Siamo gli unici così eleganti.
Anzi no, c’è un signore che va in giro, senza meta. Sembra uscito da un libro dell’800 vittoriano.
Il personale ci vede passare e sorride, mentre gli anziani guardano cupi per poi tornare alle loro attività; qualcuno ci chiede se andiamo a un matrimonio e ride, cinico.
Passiamo velocemente dalla grande porta del refettorio, per non turbare la loro giornata.
Arriva una zaffata di pipì e disinfettante.
La direttrice ha già tutti i documenti: possiamo procedere alla chiusura del feretro.
Saliamo le scale ricoperte di moquette rossa, fissata a terra da piccoli tubicini dorati. Qualcuno manca e il tessuto si è sollevato. Picchio sulla spalla del collega che mi sta davanti, glielo indico con un gesto del mento. Lui capisce.
Quando scendiamo, dovremo stare attenti a non inciampare.
La piccola stanza adibita a commiato è completamente bianca: ha un crocifisso di metallo invecchiato, o vecchio per davvero, una fila di sedie azzurre e un tavolino bianco.
Ci appoggio la valigetta.
L’impresario parla coi familiari: ci aspetteranno in chiesa.
Appena se ne vanno si avvicina uno degli ospiti e si guarda attorno come se fosse in incognito.
Entrando si prende due lembi della camicia, ci guarda e affranto li tira, come a scusarsi per non essere abbastanza elegante.
Allunga un braccio indicando la cassa.
– Sono il suo migliore amico – Ci dice – Non posso venire al funerale.
La parola si conclude soffocata da un singhiozzo.
Ci guarda languido – Lui capirà: a me in chiesa mi ci hanno visto solo per il battesimo.
Dice che da quando si sono conosciuti, lì dentro, si sono fatti forza, che erano due campioni di briscola e che insieme sono riusciti a trascorrere delle giornate quasi normali.
Lo indica di nuovo.
– Due anni fa mi aveva anche invitato a casa sua per Natale, il figlio aveva accettato ma… – Ride e piange insieme, prende un fazzoletto e si asciuga – Gli ho pisciato sulla sedia, e allora per Pasqua dovette inventarsi una scusa… ma io lo capisco.
Controlla che non arrivi nessuno dal corridoio, prende un mazzo di carte dai pantaloni e lo mette nella cassa.
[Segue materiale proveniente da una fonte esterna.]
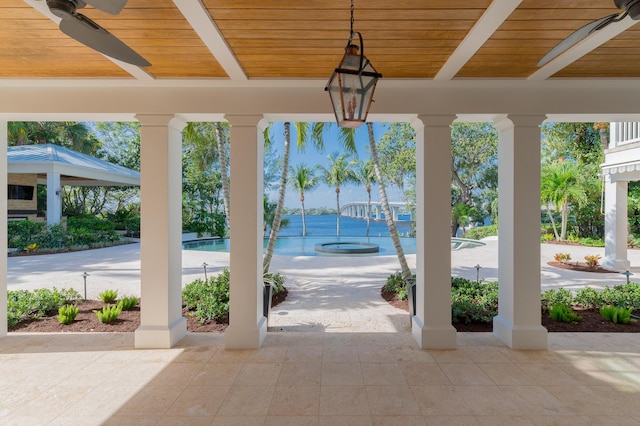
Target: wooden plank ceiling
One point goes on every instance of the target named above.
(296, 39)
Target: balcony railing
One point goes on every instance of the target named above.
(623, 133)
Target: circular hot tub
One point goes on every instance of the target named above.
(347, 247)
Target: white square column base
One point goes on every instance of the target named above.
(444, 337)
(159, 337)
(246, 338)
(534, 337)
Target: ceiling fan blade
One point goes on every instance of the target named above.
(94, 36)
(110, 6)
(576, 37)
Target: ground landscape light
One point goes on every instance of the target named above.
(352, 84)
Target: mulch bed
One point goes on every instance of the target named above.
(592, 321)
(579, 266)
(128, 321)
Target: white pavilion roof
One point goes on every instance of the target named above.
(75, 168)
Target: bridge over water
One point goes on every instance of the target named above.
(358, 209)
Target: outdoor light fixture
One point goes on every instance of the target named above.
(85, 275)
(204, 265)
(352, 84)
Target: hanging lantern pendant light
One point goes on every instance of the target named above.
(352, 84)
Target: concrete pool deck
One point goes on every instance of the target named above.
(340, 293)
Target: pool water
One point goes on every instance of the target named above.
(305, 246)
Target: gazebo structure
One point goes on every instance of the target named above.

– Non lo dite all’inserviente, che sennò si arrabbia: qui i mazzi sono contati.
Gli facciamo un gesto di complicità, lui ricambia con una strizzata d’occhio che gli piega il viso fino al collo e se ne va sorridente.
Chiudiamo e portiamo fuori il feretro.
Ritroviamo il migliore amico appena fuori dall’uscio; mette la mano sul legno come se fosse la spalla del compare.
– Eh, adesso soltanto i solitari mi toccherà fare, qui non ci capisce niente nessuno di carte –
Ci guarda.
– Io in chiesa non c’entro neanche morto: lui capirà.
Non ammette neppure a sé stesso che non potrebbe portarcelo nessuno in chiesa, senza permesso.
Se ne va e sorridendo, mastica tra i baffi una bestemmia.